Loomis, operating in a manner that Compton described as “typical of him,” spent the next few months quickly mastering the new subject and “worked with his little permanent staff at Tuxedo on the fundamentals of microwave until he felt capable of inviting collaboration.” Late that summer, Bowles and a group of MIT physicists arrived at the Tower House and began an in-depth study of the propagation of radio waves. The main feature would be a study of ultrahigh-frequency propagation, to be conducted by J. A. Stratton and Donald Kerr, veterans of MIT’s blind-landing research program, “to determine the practical range that we can expect to obtain with 50 cm waves, which we now have facilities to generate.” As they progressed, they would apply their techniques to shorter and shorter wavelengths.
Bowles was not at all keen on the idea of working for the retired Wall Street banker, with his perfectly pressed white suits and “ideal living and laboratory quarters.” The “Tuxedo Park situation,” as he called it, was more “complex” than he had first reckoned, and he privately suspected the financier had invited them only because it put a small company of MIT scientists, himself included, at Loomis’ disposal, “pretty much to follow his bidding.” Much to his dismay, “Loomis himself was a gadgeteer and pretty much called the shots.” But Bowles was too ambitious to rock the boat and tried his best to humor his new boss. “It was simply that I knew he was a close friend of Karl Compton’s, and, no doubt, this summer’s activities had his benediction.

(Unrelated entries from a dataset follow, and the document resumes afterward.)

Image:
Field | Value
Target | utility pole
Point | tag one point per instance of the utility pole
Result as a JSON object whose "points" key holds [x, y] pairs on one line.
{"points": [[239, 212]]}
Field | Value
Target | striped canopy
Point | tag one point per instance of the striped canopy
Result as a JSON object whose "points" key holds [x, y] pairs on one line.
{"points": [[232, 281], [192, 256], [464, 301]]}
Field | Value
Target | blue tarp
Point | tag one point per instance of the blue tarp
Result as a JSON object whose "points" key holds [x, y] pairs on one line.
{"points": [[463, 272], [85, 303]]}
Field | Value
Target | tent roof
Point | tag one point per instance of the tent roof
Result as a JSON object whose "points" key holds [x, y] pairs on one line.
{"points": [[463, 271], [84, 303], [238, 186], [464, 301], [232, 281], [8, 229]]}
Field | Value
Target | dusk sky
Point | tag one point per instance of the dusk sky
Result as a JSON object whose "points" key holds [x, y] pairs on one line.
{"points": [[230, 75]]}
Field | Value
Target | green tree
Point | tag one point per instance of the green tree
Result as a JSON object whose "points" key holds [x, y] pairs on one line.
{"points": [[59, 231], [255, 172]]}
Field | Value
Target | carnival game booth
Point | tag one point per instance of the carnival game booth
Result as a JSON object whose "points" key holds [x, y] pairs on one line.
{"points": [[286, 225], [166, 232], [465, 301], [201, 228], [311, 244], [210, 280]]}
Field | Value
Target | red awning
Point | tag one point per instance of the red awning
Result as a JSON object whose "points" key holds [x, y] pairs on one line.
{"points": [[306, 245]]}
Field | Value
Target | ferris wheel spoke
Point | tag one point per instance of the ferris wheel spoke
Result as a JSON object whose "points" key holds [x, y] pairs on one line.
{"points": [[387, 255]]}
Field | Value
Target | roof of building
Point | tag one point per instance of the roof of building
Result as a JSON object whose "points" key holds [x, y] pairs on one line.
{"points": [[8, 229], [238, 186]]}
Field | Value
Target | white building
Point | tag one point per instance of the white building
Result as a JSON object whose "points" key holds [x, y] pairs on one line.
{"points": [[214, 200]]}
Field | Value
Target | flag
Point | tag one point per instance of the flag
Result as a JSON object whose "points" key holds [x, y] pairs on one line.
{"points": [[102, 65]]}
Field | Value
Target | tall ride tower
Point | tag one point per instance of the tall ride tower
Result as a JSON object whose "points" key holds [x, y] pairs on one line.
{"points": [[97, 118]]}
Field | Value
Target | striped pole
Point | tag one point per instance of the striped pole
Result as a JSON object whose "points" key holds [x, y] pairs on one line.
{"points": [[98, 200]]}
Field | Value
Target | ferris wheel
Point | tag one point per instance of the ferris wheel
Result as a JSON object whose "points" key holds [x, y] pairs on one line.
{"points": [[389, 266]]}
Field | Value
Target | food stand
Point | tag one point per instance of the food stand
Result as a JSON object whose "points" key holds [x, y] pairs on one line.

What I got out of it was some knowledge of Loomis, his technical interests, and his manner of operation, [of] which I was later to learn much more.”
Loomis, on the other hand, could not have been happier. Pleased to be of service, and thrilled by the challenge of perfecting this critical new technology, he dropped all of his other experiments to concentrate on the microwave project. In the process, he drastically rewrote the charter of the Tower House. Once a bastion of pure science, Loomis’ laboratory, tucked away in the lush hills of Tuxedo Park, was on its way to becoming a private research center devoted to the development of secret war-related technology—the radar systems used to detect airplanes.